Before creating an operator in XFL, you need to first create the directory and files where the operator will be located. The built-in operators in XFL are stored in the python/alogorithm/framework folder. To create a new operator, first, create the operator directory in consistent with the form federation type [1] / algorithm name, second, create the corresponding .py file according to the federation role [2] that the operator will involve with. Take the creation of Vertical Xgboost operator as an example. The federation type is vertical and the algorithm name is xgboost. The operator includes two roles: label_trainer and trainer. Therefore, the file structure should be as follows:
| — vertical | | — xgboost | | | — label_trainer.py | | | — trainer.py
After creating the operator files, you need to create corresponding operator classes for each federated role. XFL supports automatic discovery of operators, which requires the developers to follow the following naming rules to name the class of operator. The operator name is obtained by the following steps:
- Concatenate the federation type, algorithm name, and federation role by underscore '_';
- Switch the first letter and the letters right after the underscores to uppercase;
- Remove the underscores to get the class name.

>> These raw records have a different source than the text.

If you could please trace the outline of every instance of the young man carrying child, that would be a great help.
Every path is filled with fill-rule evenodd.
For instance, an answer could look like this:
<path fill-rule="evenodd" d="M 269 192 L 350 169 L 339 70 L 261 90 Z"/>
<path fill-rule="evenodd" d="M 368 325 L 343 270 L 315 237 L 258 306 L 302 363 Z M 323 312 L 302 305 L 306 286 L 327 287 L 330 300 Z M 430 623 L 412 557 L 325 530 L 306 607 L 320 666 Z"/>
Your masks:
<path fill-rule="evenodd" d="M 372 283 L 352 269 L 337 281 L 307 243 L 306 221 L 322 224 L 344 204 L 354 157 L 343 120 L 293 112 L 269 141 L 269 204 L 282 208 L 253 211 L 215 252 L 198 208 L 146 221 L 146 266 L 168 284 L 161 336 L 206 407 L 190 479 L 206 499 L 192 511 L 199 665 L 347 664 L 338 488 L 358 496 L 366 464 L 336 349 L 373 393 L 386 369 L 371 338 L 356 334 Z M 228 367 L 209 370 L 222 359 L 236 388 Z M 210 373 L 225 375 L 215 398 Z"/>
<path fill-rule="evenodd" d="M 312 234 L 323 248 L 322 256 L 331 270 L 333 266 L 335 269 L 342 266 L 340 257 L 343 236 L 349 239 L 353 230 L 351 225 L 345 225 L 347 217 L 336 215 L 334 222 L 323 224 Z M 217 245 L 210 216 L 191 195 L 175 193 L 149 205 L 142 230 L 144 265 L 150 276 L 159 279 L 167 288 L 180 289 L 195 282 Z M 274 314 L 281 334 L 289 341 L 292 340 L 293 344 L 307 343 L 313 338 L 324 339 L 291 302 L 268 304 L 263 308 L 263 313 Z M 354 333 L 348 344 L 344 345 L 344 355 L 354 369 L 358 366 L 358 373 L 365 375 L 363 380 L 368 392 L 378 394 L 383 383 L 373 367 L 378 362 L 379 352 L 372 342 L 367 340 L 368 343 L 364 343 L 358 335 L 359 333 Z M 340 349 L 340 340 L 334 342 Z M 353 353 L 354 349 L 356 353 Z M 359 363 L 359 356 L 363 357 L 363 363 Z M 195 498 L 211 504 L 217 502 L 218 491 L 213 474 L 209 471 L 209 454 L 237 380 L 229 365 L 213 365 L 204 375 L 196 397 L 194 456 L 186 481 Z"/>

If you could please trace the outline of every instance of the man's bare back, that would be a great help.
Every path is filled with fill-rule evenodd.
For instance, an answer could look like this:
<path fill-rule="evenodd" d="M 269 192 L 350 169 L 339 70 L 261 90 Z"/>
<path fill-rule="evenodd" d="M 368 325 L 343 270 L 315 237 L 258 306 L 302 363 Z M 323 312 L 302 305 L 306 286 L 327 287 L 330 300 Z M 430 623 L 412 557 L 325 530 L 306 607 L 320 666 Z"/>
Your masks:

Taking Vertical Xgboost operator as an example, you need to create class VerticalXgboostLabelTrainer in 'label_trainer.py', and class VerticalXgboostTrainer in 'trainer.py'. All operators accept a dictionary type parameter 'train_info'. Each class should implement a function called 'fit', where the training process is expected to be implemented in. For example:
class VerticalXgboostLabelTrainer():
def __init__(self, train_conf):
pass
def fit(self):
pass
class VerticalXgboostTrainer():
def __init__(self, train_conf):
pass
def fit(self):
pass
The operator takes 'train_conf' as input, which is of type dict. The content of train_conf is read from the configuration(json format) of this operator for each party. The major parameters define in 'train_conf' is as follows:
{
"identity": "label_trainer",
"model_info": {
"name": "vertical_xgboost",
"config": {
}
},
"input": {
},
"output": {
},
"train_info": {
}
}
In the above, identity specifies the role of party who call the operator. It should be one of label_trainer, trainer, and assist_trainer. model_info.name is the name of the operator which consists of operator type (horizontal, vertical or local) and algorithm name concatenated by a underscore, model_info.config defines the construction of the model(if it is needed). train_info is supposed to contain parameters for training.
An operator should contain at least two functions, __init__ and fit. XLF initializes the operator by __init__, and trains the operator by calling fit function. We suggest to put the code that called only once into __init__ function, such as initialization of dataset, model, loss function, metric, optimizer, and communication channel.
XFL encapsulates a concise communication module based on grpc and redis. This communication module provides two modes of communication: point-to-point communication and broadcast communication. Developers can create channels, send and receive data by using this module.
- Point-to-point communication
- Create channel
class DualChannel(name: str, ids: list, job_id: Union[str, int] = "", auto_offset: bool = True):
"""
Args:
name (str): channel name.
ids (list): id list for both parties of communication.
job_id (Union[str, int], optional): id of the federated learning task, will be obtained interiorly if it is set to "".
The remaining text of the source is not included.